The species was first described by George Bentham in 1857 as Brodiaea capitata. In 1868, Alphonso Wood moved it to the genus Dichelostemma as Dichelostemma capitatum. In 1912, Per Axel Rydberg moved it to Dipterostemon as Dipterostemon capitatus. Most sources continued to use Wood's placement in Dichelostemma, including the Flora of North America, which however noted that it was "quite distinct from other species in the genus" and that it was perhaps "best treated as its own genus". In 2017, restoration of Dipterostemon as a monotypic genus was proposed. This has been accepted by sources such as Plants of the World Online and the Jepson Flora Project.
Three subspecies are accepted:
- Dipterostemon capitatus subsp. capitatus
- Dipterostemon capitatus subsp. lacuna-vernalis (L.W.Lenz) R.E.Preston
- Dipterostemon capitatus subsp. pauciflorus (Torr.) R.E.Preston (common name - desert hyacinth)
Corms have been gathered by Native Americans in California, parts of the Great Basin, and the Southwest. These corms were an important starch source in their diet. California tribes dug and continue to dig the corms before flowering, during flowering, or after seeding depending on the tribe and individual family.
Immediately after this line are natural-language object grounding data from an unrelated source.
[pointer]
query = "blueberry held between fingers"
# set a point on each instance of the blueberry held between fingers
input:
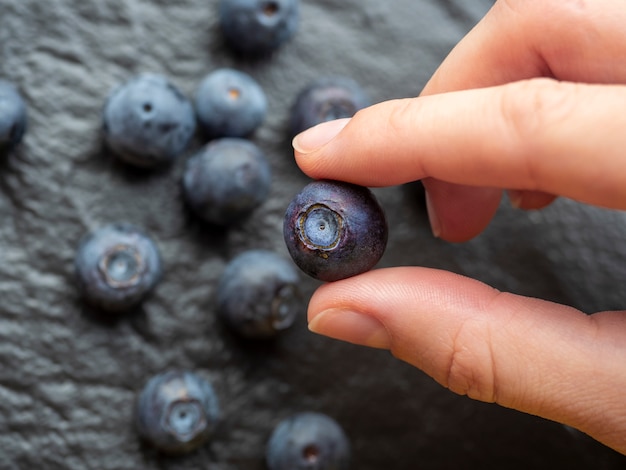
(117, 266)
(12, 117)
(334, 230)
(230, 103)
(326, 99)
(177, 411)
(258, 294)
(257, 27)
(308, 441)
(147, 121)
(226, 180)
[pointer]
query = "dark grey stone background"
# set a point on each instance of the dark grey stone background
(68, 378)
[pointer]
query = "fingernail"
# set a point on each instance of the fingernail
(352, 327)
(433, 218)
(515, 198)
(312, 139)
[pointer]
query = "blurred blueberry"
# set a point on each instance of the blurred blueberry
(117, 266)
(334, 230)
(257, 27)
(230, 103)
(177, 411)
(326, 99)
(258, 294)
(308, 441)
(147, 121)
(12, 117)
(226, 180)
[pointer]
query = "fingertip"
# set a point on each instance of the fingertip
(318, 136)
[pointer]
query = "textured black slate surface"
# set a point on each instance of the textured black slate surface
(68, 378)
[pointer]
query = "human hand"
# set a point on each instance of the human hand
(531, 101)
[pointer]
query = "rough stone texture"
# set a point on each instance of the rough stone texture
(68, 378)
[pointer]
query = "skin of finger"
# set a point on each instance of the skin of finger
(573, 40)
(529, 200)
(540, 135)
(586, 43)
(527, 354)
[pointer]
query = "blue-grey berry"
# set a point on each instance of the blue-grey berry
(258, 27)
(177, 412)
(334, 230)
(13, 117)
(148, 121)
(117, 266)
(258, 294)
(230, 103)
(326, 99)
(308, 441)
(226, 180)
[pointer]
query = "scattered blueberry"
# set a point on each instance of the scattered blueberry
(334, 230)
(12, 117)
(226, 180)
(258, 294)
(326, 99)
(230, 103)
(258, 27)
(308, 441)
(147, 121)
(177, 411)
(117, 266)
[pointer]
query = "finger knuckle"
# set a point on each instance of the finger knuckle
(531, 110)
(471, 369)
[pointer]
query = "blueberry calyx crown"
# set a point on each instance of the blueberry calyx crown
(121, 266)
(320, 227)
(185, 419)
(270, 8)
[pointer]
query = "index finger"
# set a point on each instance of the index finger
(541, 135)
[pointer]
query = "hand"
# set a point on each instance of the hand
(532, 101)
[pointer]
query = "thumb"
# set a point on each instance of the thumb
(528, 354)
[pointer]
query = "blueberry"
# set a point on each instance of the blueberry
(147, 121)
(308, 441)
(230, 103)
(226, 180)
(117, 266)
(258, 27)
(177, 411)
(258, 294)
(335, 230)
(12, 117)
(326, 99)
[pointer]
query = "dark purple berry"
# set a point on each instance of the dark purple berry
(147, 121)
(308, 441)
(258, 27)
(177, 411)
(334, 230)
(117, 266)
(230, 103)
(258, 294)
(326, 99)
(12, 117)
(226, 180)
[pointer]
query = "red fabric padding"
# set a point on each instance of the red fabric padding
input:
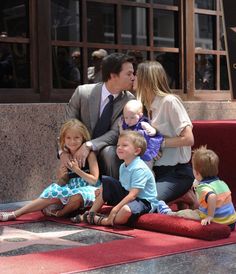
(219, 136)
(182, 227)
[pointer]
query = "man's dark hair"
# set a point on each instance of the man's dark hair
(112, 63)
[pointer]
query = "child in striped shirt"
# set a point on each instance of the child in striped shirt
(214, 195)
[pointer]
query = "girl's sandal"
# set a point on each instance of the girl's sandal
(48, 212)
(89, 218)
(77, 219)
(7, 216)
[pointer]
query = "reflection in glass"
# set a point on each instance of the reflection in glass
(66, 67)
(95, 65)
(166, 2)
(224, 78)
(101, 23)
(205, 72)
(205, 31)
(14, 18)
(134, 30)
(14, 66)
(65, 20)
(166, 36)
(222, 36)
(205, 4)
(170, 62)
(140, 1)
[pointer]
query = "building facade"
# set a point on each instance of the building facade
(39, 39)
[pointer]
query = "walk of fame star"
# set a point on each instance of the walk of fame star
(14, 238)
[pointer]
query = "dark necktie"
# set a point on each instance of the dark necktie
(104, 122)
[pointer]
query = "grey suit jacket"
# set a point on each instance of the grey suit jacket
(85, 106)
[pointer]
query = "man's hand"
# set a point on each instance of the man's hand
(151, 131)
(81, 155)
(112, 216)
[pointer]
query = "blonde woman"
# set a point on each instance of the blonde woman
(174, 175)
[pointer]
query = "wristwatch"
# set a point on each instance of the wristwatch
(89, 145)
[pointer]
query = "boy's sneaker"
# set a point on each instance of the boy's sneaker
(163, 208)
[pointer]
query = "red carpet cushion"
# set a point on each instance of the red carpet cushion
(179, 226)
(182, 227)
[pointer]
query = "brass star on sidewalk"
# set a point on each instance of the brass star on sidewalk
(13, 238)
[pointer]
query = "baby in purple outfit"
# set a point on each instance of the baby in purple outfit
(133, 119)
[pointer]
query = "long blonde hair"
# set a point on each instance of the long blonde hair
(75, 124)
(151, 81)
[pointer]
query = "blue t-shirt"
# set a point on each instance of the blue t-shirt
(138, 175)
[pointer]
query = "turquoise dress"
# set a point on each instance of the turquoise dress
(75, 185)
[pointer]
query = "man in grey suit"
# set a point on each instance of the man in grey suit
(88, 102)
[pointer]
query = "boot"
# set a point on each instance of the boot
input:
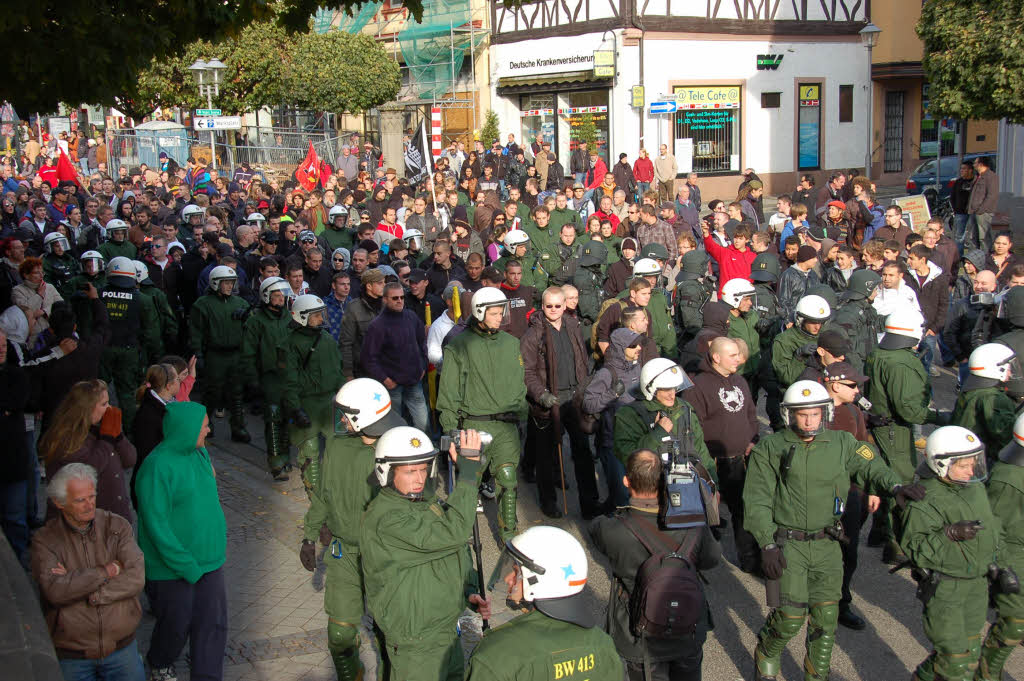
(239, 432)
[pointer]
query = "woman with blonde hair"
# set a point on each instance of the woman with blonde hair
(86, 429)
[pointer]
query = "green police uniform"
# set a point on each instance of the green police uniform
(1006, 494)
(483, 387)
(310, 364)
(988, 413)
(897, 388)
(113, 249)
(58, 272)
(785, 357)
(339, 502)
(955, 613)
(536, 647)
(636, 428)
(419, 572)
(215, 335)
(791, 497)
(264, 332)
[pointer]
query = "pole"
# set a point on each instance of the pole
(870, 117)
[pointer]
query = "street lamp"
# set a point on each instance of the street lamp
(207, 76)
(869, 38)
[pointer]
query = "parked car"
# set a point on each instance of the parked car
(922, 180)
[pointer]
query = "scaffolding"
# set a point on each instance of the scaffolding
(431, 55)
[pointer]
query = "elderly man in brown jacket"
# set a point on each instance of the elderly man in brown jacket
(555, 367)
(90, 572)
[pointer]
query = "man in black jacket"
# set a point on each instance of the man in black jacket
(670, 658)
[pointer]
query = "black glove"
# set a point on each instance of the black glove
(964, 530)
(301, 419)
(547, 400)
(913, 492)
(307, 554)
(772, 561)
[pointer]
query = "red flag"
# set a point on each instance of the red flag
(66, 169)
(308, 171)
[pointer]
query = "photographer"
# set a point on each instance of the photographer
(676, 658)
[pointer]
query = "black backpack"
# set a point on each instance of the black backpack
(668, 597)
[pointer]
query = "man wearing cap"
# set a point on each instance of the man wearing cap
(796, 280)
(843, 382)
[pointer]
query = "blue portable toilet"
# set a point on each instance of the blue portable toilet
(156, 136)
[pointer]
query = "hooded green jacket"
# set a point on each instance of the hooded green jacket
(181, 527)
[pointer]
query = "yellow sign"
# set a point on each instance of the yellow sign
(708, 97)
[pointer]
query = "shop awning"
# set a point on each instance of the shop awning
(569, 80)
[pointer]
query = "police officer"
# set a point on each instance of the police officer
(310, 363)
(856, 316)
(215, 334)
(265, 330)
(811, 312)
(663, 417)
(117, 244)
(415, 554)
(693, 290)
(951, 538)
(365, 414)
(771, 321)
(898, 390)
(1006, 494)
(545, 569)
(483, 387)
(796, 482)
(59, 265)
(120, 363)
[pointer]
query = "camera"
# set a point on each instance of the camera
(452, 437)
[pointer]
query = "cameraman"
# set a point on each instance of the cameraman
(676, 658)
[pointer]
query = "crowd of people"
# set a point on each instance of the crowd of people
(498, 305)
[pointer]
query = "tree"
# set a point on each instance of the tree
(491, 130)
(93, 51)
(974, 58)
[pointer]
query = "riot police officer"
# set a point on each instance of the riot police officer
(898, 390)
(545, 570)
(365, 413)
(310, 363)
(796, 482)
(415, 555)
(951, 538)
(483, 387)
(265, 330)
(812, 312)
(120, 363)
(1006, 494)
(662, 418)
Traditional gathering sites were visited annually, and there were gathering tracts with different kinds of corms and bulbs owned and maintained by particular families.
Corms are eaten by animals such as black bears, mule deer, non-native wild pigs, rabbits, and pocket gophers. As some of the corms are eaten, others are dispersed. The animals detach the cormlets, which aerates the soil, prepares the seedbed, thins the plant population, and leaves some cormlets behind. Once separated, corms may take less time to reach flowering size.
Although slow to flowering starting from seeds, it is sometimes used in horticulture. The flowers mix well in native beds, especially when contrasted against other California native species such as California poppies (Eschscholzia californica). With patience and proper care, these plants can become quite dramatic come spring.
Indigenous people had several different types of management activities to ensure future corm production at gathering sites:
- breaking off cormlets from the harvested parent corms and replanting them
- sparing whole plants
- harvesting the corms after plants have gone to seed and dumping the seeds in the hole
- burning areas
Periodic digging and thinning of the corms or separating the cormlets, and replanting them may have enhanced plant numbers and densities. Digging corms acts as a form of tillage, which will increase the size of the gathering tract, aerate the soil, lower weed competition, and prepare the seedbed to increase seed germination rates. Dipterostemon capitatus populations require periodic disturbance to maintain and increase their populations; therefore, indigenous harvesting regimes may help maintain populations. Populations that become overcrowded and show reduced vigor can be divided and separated.
Seeds sown in the fall usually readily germinate and do not need special treatment. If planting seeds, they will take several years to reach flowering size. Propagation by corms is much easier.